The Liturgical Calendar

The liturgical calendar (see Appendix A) is a way of making time, an essential part of creation, sacred. This highly developed structure that encompasses the entire year did not exist in the early Church. Sunday, the day for celebration of the Eucharist, contained the essential elements of the entire year — the Passion, Death, and Resurrection — so the “paschal festival” was renewed every Sunday. On the annual anniversary, though, the day would be celebrated with great solemnity, and eventually Easter became the focal point of the liturgical year. The feast of Easter was clearly linked to that of the Pentecost, the festival celebrating the Descent of the Holy Spirit on the apostles, fifty days after Easter.

Today, some feast days are fixed while others are based on seasonal changes and moon phases.

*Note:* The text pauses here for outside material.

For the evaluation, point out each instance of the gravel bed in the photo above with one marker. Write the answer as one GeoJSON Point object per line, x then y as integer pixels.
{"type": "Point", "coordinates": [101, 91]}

For instance, the date for Easter is linked to the spring equinox. Every year, the date changes — Easter Sunday always occurs on the Sunday after the full moon following the equinox. Christmas, however, is fixed on December 25. This means that the liturgical calendar fluctuates from year to year.

Furthermore, the Church year consists of two distinct cycles, the temporal cycle and the sanctoral cycle. The temporal cycle is a series of solemn events celebrating the mystery of Christ — Advent, Christmas, Lent, Holy Week, Easter — divided into two cycles (the Christmas cycle and the Easter cycle), plus what the Church calls ordinary time, or the remainder of the year. The sanctoral cycle includes all the saints' feast days and many of the Marian feast days.